When I was 20, I mostly thought about fashion, my friends, and what I was going to do with the rest of my life.
When I was 20, the last things I ever thought about were my period, my fertility and having babies.
Sure, I had always had extremely painful periods, that sometimes made me vomit or pass out and often left me bed-ridden, but I thought that was normal. I also knew I wanted children, but I always thought that I had plenty of time for motherhood.
At the time I hadn’t been diagnosed with stage four endometriosis, so I had no clue that my fertility clock was ticking every period or that my period was causing irreversible damage to my reproductive organs.
Now that I’m 28 – and after a long struggle with my reproductive health have fallen pregnant (scary but so so exciting at the same time) – the first thing on my mind is ‘I wish I was educated about endometriosis when I was 20’.
Endometriosis (or endo) is an incurable disease where the lining of your uterus grows outside of your uterus.
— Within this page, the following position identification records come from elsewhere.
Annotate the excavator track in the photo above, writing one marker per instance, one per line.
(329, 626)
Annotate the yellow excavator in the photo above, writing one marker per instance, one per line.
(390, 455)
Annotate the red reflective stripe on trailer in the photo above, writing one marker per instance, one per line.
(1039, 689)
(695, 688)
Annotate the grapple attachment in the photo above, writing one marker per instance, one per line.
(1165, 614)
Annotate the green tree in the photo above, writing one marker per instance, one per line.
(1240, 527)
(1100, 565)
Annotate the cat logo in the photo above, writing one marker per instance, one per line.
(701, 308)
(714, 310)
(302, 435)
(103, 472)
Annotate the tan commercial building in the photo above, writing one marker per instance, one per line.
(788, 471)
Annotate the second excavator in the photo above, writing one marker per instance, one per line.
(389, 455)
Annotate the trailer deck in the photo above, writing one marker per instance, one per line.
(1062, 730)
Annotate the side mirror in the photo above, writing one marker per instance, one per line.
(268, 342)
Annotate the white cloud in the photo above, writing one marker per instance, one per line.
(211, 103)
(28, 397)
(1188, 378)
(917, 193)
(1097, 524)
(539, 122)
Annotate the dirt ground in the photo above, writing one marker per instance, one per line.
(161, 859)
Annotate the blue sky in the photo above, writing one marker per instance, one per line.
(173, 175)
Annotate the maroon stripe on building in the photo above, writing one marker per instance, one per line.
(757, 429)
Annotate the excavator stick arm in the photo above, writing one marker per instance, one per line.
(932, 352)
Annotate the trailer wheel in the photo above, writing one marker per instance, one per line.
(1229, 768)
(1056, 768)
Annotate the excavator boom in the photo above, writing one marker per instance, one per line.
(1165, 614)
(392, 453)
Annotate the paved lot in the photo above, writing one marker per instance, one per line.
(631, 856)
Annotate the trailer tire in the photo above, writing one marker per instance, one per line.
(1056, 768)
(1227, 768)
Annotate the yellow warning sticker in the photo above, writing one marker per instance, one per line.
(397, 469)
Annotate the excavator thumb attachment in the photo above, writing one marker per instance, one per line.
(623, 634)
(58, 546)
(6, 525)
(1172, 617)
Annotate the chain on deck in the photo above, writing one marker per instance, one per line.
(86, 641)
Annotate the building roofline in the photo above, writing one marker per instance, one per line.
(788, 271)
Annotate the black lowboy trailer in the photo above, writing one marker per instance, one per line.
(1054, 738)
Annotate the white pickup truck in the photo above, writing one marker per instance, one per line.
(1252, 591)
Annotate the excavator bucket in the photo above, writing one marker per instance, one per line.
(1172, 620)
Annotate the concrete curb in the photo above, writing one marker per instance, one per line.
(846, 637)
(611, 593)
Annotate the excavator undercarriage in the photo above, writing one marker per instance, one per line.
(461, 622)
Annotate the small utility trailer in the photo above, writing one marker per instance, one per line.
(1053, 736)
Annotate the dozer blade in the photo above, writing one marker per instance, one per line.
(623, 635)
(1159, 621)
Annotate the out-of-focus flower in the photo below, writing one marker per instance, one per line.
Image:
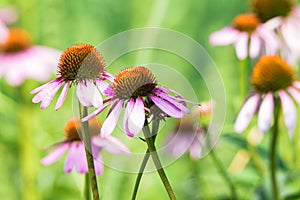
(76, 157)
(271, 77)
(83, 66)
(21, 60)
(7, 16)
(284, 16)
(247, 33)
(186, 136)
(136, 89)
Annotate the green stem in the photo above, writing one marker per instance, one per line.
(156, 160)
(87, 187)
(273, 150)
(155, 126)
(88, 150)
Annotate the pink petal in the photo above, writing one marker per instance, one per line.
(55, 155)
(112, 119)
(246, 113)
(70, 161)
(88, 94)
(241, 46)
(289, 111)
(167, 107)
(255, 46)
(225, 36)
(62, 95)
(136, 118)
(265, 113)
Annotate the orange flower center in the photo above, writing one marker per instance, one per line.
(272, 73)
(18, 40)
(81, 62)
(134, 82)
(246, 22)
(73, 129)
(267, 9)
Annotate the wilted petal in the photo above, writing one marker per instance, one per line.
(112, 119)
(289, 111)
(265, 114)
(225, 36)
(55, 155)
(246, 113)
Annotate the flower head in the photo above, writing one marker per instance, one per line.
(246, 26)
(76, 157)
(83, 66)
(271, 77)
(136, 89)
(21, 60)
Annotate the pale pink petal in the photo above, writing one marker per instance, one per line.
(246, 113)
(167, 107)
(265, 113)
(88, 94)
(289, 111)
(71, 157)
(241, 46)
(136, 118)
(111, 120)
(55, 155)
(255, 45)
(295, 94)
(225, 36)
(62, 95)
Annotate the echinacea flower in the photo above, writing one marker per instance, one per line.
(186, 136)
(136, 89)
(272, 78)
(21, 60)
(284, 17)
(246, 33)
(7, 16)
(76, 157)
(83, 66)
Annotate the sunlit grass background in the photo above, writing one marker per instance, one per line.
(62, 23)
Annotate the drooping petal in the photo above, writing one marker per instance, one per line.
(112, 119)
(89, 95)
(167, 107)
(225, 36)
(246, 113)
(136, 118)
(241, 46)
(71, 157)
(289, 111)
(265, 113)
(62, 95)
(55, 155)
(255, 45)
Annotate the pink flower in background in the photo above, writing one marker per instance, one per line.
(247, 32)
(7, 16)
(136, 89)
(186, 137)
(271, 76)
(20, 60)
(83, 66)
(76, 157)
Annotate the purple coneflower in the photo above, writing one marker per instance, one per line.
(76, 157)
(284, 16)
(83, 66)
(7, 16)
(20, 60)
(271, 77)
(246, 28)
(136, 89)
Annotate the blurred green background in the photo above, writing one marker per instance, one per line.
(62, 23)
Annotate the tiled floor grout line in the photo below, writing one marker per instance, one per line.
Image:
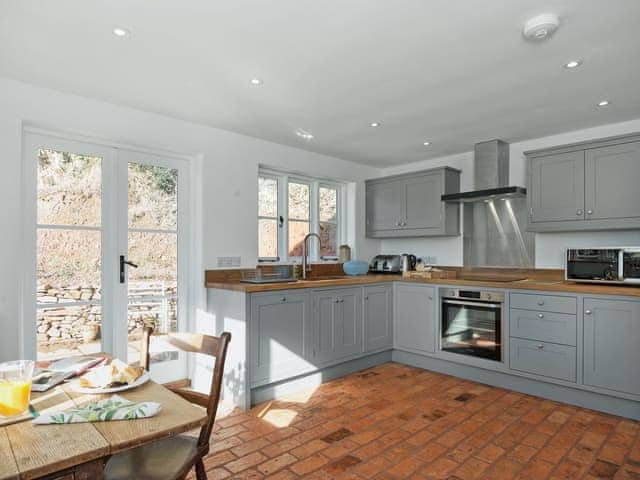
(402, 403)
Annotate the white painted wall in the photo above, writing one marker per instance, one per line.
(549, 246)
(228, 178)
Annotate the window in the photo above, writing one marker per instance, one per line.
(268, 217)
(299, 219)
(290, 207)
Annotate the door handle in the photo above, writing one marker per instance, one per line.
(124, 262)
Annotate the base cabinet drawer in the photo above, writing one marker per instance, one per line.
(541, 358)
(544, 326)
(544, 303)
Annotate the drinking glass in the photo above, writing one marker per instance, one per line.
(15, 387)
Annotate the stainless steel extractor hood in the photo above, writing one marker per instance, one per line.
(490, 174)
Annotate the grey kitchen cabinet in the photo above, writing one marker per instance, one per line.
(337, 324)
(612, 188)
(585, 186)
(415, 318)
(279, 332)
(557, 188)
(611, 339)
(378, 317)
(410, 205)
(541, 358)
(384, 205)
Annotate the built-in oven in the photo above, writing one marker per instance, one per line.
(472, 322)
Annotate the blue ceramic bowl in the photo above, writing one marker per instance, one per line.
(356, 267)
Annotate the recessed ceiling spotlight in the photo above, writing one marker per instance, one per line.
(121, 32)
(541, 27)
(573, 64)
(304, 134)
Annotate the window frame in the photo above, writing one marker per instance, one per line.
(277, 218)
(283, 180)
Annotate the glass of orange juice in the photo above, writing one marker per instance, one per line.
(15, 387)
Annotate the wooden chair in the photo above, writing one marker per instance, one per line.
(172, 458)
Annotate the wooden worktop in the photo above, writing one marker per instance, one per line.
(538, 279)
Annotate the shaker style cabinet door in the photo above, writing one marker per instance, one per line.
(612, 182)
(384, 206)
(349, 339)
(611, 344)
(423, 207)
(337, 330)
(326, 311)
(415, 318)
(557, 188)
(378, 317)
(279, 331)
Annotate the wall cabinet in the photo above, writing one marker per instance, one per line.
(410, 205)
(587, 186)
(280, 327)
(378, 317)
(611, 339)
(337, 325)
(415, 318)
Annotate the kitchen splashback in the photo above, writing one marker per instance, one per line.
(495, 234)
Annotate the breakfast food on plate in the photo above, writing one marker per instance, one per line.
(115, 374)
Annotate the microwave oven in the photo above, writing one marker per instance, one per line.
(603, 265)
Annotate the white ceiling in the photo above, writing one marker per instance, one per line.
(451, 72)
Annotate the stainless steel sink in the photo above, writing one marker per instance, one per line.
(319, 279)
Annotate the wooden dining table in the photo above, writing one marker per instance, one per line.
(78, 451)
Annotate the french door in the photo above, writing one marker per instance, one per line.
(106, 236)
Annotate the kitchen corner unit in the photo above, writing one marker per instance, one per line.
(291, 338)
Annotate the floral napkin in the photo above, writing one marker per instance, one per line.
(113, 408)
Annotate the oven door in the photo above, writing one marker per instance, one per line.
(472, 328)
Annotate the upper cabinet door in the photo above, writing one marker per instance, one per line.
(612, 182)
(557, 187)
(384, 205)
(423, 207)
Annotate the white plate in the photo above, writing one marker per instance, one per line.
(142, 379)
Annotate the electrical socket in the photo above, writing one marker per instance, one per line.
(429, 260)
(229, 261)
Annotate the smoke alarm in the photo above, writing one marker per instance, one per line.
(541, 27)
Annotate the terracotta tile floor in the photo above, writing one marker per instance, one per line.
(394, 421)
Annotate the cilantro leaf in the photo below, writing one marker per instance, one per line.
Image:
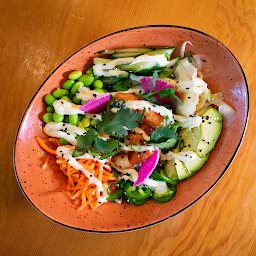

The severity of endo is measured on scale of one to four. Commonly, women have endo scarring in places close to their uterus like their fallopian tubes or bowel. When you have stage four endo it means not only is your scarring deep and severe, but also in places well away from your uterus; in my case I have scarring all the way up into my respiratory tract.
Endo is debilitating, excruciatingly painful, but most of all an extremely misunderstood disease.
Most people, both men and women, don’t understand how it affects your day-to-day life, especially when you call in sick to work because you have “period pain”. I can’t count the amount of times throughout my life that people thought I was being a drama queen because I couldn’t do something due to that time of the month.